At first it seemed like Wal-Mart was a shoo-in---a dead shopping center razed for another shopping center. But zoning codes are tricky things. Wal-Mart and the Planning Board that approved the action will need to defend several points related to store footprint, “department store” status and whether it is compatible.

Wal-Mart is well-known for both super-low prices and a super-large legal department. There are likely dozens of lawsuits around the country where Wal-Mart tried to argue they are a department store to fit into zoning in some places, and argued they are not in others, depending on the code language. We don't know how they will argue the compatibility issue. "Compatibility" is a funny word and in Sarasota, used often as a form of syntax: subject-verb-compatibility. While it’s pretty clear living next to a slaughterhouse is not compatible, there are lots of people who would be fine living next to a higher-density, mixed-use project, and lots of people who say it’s not their cup of tea. We understand the importance of the word compatibility, but it's too often abused to argue for no change, or stretched to mean anything.
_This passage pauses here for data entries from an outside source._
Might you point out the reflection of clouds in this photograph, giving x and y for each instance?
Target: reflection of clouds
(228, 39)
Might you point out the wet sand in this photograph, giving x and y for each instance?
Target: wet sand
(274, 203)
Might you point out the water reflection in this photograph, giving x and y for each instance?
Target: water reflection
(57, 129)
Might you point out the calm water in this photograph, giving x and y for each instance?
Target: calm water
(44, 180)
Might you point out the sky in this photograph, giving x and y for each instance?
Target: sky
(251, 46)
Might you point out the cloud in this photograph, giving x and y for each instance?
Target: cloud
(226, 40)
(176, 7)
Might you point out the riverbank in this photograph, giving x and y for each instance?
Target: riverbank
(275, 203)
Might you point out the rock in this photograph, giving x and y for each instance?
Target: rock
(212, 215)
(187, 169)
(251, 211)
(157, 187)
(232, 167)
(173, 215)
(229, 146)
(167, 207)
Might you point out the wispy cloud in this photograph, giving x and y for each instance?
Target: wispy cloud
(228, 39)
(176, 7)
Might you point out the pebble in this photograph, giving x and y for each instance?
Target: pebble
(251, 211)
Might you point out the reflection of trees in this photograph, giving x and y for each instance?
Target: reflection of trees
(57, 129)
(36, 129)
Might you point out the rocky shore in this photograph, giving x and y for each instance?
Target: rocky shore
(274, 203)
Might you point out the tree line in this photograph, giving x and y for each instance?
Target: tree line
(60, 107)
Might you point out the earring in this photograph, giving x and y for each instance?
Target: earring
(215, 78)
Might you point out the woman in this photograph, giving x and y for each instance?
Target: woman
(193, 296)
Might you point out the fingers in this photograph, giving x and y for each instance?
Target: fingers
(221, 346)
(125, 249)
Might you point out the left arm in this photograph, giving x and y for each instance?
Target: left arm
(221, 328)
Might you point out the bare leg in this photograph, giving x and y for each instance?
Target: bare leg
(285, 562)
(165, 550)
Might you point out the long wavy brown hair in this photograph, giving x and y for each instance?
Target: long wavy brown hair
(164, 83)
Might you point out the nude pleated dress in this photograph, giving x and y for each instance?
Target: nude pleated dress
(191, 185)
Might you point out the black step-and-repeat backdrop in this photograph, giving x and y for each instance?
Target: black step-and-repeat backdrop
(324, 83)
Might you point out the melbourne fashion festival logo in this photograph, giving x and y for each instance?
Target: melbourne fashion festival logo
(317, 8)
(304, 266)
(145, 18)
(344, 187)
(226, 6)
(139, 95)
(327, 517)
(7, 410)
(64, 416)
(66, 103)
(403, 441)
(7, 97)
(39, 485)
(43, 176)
If the commission rules that an appeal will go forward, Wal-Mart will likely come back with one of two things: more evidence they fit, or a request for a variance. They can do that and it happens all the time.

But here’s the thing---while the future of the site remains in the balance, the community never did a great job outlining what any future would look like. Sarasota spends a lot of time articulating what it does NOT want and too little (if any) time saying what aspirations for a workable, wonderful place would be.

In our view, this is because the city relies on two levels of planning---the site level code and the large-scale comprehensive plan---when there should be three. Other cities have figured out that there also needs to be middle-scale neighborhood planning that bridges the broad comp plan language and the minutiae of code. The shopping center site was at one time going to have this middle-level planning and design guides. Sure, these planning guidelines are not as forceful as zoning codes, but they help define the terms we face now---such as "compatible."  They also provide graphics, like the one above, which is worth a thousand words.

There are many TWIS writers, readers and advertisers who live along this eastern edge of downtown, but all of us are interested and have a stake. The fact is, there are few places in Southwest Florida with the “bone structure” to support walkability, biking and circulators in a downtown. It is important that this site is done well---not just for the neighborhood, but for all of Sarasota. The region is plagued by traffic because we dumb down plans, buildings and infrastructure to the point where everyone has to drive. A one-story, traffic-generating, pedestrian-repelling store on a great last site in downtown is not only incompatible with the neighborhood, but for us all.

The Herald-Tribune is arguing for a Wal-Mart, but in our view it’s not one of two things: a vacant lot or a Wal-Mart. The real question is, “If not Walmart, what?” The “what” could be really great projects that add vitality to a dead center, that link the neighborhood with downtown and provide the in-town housing so desperately needed. The commissioners are voting on code, but in reality they are voting on “what could be” on a site that didn't seem important---until Wal-Mart showed up.